Large-Scale Graphs Community Detection using Spark GraphFrames
Elena-Simona Apostol, Adrian-Cosmin Cojocaru, Ciprian-Octavian Truică
TL;DR
Addresses scalable community detection on large graphs by leveraging a Spark GraphFrames framework. The approach implements three modularity-based algorithms—Louvain, Fast Greedy, and K-Cliques—in GraphFrames and evaluates them on Twitter and Research Collaborations datasets. It demonstrates that the framework delivers near-linear scalability and competitive time performance, with Fast Greedy typically faster than Louvain and K-Cliques enabling overlapping communities, as the methods optimize modularity functions $Q$ (undirected) and $Q_d$ (directed). This work confirms the practicality of distributed graph mining on GraphFrames and points to future directions such as Infomap and Infomod to broaden the analysis toolbox.
Abstract
With the emergence of social networks, online platforms dedicated to different use cases, and sensor networks, the emergence of large-scale graph community detection has become a steady field of research with real-world applications.
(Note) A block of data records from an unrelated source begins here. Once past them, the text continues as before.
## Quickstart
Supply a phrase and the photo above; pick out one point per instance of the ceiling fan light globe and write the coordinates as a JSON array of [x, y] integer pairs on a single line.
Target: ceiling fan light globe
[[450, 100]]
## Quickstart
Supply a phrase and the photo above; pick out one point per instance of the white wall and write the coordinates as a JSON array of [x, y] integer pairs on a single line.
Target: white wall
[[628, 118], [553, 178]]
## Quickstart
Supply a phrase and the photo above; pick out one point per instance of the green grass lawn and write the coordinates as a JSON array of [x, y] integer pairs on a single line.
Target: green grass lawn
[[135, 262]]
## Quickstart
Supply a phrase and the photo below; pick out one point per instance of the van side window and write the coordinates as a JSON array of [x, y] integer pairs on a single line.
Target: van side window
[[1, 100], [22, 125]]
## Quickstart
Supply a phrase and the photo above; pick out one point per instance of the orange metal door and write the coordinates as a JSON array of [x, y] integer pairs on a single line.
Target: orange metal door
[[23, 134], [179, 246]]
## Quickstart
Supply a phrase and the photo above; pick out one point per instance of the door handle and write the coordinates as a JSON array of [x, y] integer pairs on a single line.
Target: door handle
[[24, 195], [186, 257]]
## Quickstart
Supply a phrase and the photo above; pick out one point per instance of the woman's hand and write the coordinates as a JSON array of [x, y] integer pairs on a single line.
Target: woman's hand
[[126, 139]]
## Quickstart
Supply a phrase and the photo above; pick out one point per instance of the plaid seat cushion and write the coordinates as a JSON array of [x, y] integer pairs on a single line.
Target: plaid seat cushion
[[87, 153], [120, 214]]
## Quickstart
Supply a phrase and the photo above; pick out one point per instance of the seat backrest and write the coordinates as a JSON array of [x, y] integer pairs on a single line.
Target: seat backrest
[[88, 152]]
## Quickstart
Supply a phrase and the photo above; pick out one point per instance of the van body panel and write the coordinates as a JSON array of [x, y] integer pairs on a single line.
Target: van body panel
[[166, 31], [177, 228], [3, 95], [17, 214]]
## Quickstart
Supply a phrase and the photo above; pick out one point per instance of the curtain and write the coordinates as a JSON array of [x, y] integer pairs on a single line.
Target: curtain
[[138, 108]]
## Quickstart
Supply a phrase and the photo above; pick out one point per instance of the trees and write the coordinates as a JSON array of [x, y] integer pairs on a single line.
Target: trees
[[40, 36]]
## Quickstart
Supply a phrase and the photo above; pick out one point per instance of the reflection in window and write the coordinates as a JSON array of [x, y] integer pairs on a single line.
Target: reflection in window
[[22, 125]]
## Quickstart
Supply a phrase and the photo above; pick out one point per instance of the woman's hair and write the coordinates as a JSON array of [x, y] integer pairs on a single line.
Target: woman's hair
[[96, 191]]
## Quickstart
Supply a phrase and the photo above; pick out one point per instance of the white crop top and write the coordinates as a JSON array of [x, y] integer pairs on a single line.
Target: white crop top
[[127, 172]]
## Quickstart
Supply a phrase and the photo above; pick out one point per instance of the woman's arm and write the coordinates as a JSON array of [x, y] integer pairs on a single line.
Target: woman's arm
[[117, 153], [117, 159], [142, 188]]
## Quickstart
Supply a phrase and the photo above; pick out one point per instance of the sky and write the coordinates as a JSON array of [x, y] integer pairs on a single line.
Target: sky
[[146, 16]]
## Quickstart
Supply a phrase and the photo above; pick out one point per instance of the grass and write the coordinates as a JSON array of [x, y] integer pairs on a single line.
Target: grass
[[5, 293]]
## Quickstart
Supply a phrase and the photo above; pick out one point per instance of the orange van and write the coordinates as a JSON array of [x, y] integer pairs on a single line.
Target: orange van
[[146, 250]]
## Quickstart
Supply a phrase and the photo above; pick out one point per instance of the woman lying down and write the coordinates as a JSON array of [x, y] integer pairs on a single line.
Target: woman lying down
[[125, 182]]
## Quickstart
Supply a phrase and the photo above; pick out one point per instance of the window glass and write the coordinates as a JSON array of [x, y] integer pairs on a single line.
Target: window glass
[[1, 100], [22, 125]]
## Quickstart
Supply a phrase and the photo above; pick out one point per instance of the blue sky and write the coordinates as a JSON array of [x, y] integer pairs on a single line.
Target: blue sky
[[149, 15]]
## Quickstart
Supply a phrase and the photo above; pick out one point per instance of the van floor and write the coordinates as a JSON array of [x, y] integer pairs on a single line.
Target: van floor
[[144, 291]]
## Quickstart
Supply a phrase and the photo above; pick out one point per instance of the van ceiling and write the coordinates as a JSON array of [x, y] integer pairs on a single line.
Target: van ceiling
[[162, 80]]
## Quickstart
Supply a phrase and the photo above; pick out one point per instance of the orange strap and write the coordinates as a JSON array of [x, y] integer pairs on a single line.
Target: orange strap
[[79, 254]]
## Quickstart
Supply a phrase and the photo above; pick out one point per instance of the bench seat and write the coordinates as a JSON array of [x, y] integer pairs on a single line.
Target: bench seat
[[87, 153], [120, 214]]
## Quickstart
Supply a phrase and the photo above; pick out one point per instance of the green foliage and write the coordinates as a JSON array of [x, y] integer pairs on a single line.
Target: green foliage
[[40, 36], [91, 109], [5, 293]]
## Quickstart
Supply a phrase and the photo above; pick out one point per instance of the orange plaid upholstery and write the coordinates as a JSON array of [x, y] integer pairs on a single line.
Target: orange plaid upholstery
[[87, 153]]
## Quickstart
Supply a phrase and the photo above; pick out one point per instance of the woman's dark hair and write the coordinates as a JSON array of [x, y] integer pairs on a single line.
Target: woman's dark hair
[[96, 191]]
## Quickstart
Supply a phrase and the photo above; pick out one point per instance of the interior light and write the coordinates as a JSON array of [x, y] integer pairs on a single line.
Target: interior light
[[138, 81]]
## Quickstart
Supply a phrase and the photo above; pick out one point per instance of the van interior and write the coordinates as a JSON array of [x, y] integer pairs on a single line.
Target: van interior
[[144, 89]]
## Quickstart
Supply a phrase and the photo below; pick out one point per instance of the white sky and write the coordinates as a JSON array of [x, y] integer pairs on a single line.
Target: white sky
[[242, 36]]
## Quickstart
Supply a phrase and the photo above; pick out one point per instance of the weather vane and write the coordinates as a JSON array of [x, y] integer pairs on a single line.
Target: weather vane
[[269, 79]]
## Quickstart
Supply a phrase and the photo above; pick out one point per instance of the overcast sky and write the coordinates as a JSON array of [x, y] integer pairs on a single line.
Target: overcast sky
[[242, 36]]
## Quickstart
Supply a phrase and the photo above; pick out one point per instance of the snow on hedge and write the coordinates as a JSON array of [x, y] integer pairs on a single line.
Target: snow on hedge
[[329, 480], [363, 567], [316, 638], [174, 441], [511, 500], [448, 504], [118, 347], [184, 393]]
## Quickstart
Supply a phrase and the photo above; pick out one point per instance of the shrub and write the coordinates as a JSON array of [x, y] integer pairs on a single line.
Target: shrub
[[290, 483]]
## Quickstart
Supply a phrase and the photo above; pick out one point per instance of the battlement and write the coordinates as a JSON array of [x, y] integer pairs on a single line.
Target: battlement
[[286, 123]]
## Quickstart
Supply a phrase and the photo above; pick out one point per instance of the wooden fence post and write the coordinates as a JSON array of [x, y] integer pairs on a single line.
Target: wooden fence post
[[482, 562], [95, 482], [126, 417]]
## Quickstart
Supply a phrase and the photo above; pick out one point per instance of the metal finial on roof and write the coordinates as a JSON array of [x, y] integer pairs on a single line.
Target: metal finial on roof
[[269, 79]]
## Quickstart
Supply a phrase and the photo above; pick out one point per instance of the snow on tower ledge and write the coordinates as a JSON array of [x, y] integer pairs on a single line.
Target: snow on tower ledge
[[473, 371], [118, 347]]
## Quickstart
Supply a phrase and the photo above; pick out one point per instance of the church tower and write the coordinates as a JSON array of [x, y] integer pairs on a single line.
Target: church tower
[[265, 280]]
Community detection algorithms have numerous practical applications, particularly due to their scalability with data size. Nonetheless, a notable drawback of community detection algorithms is their computational intensity~\cite{Apostol2014}, resulting in decreasing performance as data size increases. For this purpose, new frameworks that employ distributed systems such as Apache Hadoop and Apache Spark which can seamlessly handle large-scale graphs must be developed. In this paper, we propose a novel framework for community detection algorithms, i.e., K-Cliques, Louvain, and Fast Greedy, developed using Apache Spark GraphFrames. We test their performance and scalability on two real-world datasets. The experimental results prove the feasibility of developing graph mining algorithms using Apache Spark GraphFrames.